China must prepare for the risks of being cut off from the US dollar payment system in case the United States sanctions Chinese companies and banks, just like Washington did with Russian institutions, a senior Chinese financial regulator said on Monday.

Fang Xinghai, a vice-chairman at the China Securities Regulatory Commission, said that as China mainly relies on the US dollar payment system in international deals, it makes it vulnerable to possible US sanctions.

“Such things have already happened to many Russian businesses and financial institutions. We have to make preparations early – real preparations, not just psychological preparations,” Fang said at a forum organized by Chinese media outlet Caixin.

Fang’s comment came at a time when Washington is pondering how far it should go to use the US dollar’s key role in international payment to punish Chinese individuals, companies and financial institutions for alleged involvement in issues such as Xinjiang and Hong Kong.

The US dollar payments system, which is underpinned by infrastructure such as the SWIFT international payments messaging system and the Clearing House Interbank Payments System (CHIPS), is the backbone for international trade and investment.

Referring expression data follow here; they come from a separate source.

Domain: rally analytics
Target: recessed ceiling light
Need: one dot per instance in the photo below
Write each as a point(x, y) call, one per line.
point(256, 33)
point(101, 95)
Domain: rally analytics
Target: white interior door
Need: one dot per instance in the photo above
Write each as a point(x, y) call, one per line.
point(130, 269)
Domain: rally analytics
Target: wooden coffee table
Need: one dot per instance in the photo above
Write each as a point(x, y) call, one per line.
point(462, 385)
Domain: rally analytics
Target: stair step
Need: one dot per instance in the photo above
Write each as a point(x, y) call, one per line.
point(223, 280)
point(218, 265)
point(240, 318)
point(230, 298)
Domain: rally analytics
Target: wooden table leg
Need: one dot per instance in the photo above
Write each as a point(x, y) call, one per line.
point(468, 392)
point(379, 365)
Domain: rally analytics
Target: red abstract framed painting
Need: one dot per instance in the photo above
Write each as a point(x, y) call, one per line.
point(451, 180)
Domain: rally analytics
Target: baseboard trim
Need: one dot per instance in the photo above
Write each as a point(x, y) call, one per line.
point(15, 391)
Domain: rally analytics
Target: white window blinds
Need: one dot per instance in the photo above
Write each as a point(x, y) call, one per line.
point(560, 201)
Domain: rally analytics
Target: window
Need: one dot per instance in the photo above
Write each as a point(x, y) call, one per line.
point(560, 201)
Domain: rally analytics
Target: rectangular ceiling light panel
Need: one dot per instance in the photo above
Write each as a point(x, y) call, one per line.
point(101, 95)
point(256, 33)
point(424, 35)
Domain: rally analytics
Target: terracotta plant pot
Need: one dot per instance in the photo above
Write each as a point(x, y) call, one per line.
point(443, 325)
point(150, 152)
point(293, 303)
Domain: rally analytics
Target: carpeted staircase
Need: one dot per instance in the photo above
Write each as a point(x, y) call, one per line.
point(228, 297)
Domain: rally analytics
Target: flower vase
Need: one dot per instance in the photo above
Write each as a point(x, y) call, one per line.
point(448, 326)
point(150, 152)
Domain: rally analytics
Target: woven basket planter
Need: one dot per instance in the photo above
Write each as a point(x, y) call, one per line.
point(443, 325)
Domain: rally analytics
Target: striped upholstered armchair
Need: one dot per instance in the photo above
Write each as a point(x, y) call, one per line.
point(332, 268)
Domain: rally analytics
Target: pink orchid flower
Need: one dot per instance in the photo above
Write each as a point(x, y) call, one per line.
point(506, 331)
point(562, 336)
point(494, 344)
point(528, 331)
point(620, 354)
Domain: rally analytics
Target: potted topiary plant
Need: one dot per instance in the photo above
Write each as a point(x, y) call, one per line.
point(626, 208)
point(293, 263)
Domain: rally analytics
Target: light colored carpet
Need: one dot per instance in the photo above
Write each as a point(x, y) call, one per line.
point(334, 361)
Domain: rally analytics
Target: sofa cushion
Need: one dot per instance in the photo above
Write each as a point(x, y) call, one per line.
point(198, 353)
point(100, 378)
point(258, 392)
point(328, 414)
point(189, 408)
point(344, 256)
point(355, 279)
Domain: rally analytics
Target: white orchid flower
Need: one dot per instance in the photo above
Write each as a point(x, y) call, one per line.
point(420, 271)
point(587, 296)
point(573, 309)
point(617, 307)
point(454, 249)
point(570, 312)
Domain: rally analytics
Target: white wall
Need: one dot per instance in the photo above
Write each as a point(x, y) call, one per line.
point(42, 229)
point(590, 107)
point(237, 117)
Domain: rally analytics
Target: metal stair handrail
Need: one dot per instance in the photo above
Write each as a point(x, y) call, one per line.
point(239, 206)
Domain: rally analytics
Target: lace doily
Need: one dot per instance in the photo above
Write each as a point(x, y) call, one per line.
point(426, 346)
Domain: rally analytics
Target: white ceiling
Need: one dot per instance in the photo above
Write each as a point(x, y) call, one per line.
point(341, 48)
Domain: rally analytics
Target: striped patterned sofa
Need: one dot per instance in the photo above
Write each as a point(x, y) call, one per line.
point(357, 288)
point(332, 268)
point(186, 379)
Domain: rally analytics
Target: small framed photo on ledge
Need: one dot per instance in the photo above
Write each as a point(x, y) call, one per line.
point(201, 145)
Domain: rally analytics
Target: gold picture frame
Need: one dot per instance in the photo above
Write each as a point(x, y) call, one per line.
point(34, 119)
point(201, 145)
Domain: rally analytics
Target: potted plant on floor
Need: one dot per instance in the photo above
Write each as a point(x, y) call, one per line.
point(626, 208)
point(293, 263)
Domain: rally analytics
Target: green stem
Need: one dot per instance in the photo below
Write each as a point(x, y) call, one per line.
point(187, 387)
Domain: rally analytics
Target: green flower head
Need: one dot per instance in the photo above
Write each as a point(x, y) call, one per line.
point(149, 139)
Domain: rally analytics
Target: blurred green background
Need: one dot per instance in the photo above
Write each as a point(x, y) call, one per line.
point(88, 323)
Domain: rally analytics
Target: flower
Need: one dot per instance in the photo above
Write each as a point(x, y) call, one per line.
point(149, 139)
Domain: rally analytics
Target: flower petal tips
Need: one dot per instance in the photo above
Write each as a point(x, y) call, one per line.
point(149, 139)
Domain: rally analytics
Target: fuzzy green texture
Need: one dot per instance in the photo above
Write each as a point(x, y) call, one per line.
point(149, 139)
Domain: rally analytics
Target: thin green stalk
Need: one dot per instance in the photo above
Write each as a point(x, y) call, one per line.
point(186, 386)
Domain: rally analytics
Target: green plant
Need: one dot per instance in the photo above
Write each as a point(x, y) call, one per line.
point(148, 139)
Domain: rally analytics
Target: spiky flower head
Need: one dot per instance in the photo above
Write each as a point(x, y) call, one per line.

According to South China Morning Post, Fang’s speech showed that Beijing policymakers are factoring US financial sanctions as a realistic risk as being cut off from the US dollar system could seriously hinder an entity’s capabilities of conducting international business.

The risk, though, is seen to be low that China will be treated in the same way as Russia, after the US responded to numerous events, including the annexation of Crimea by Russia in 2014, South China Morning Post said on June 22.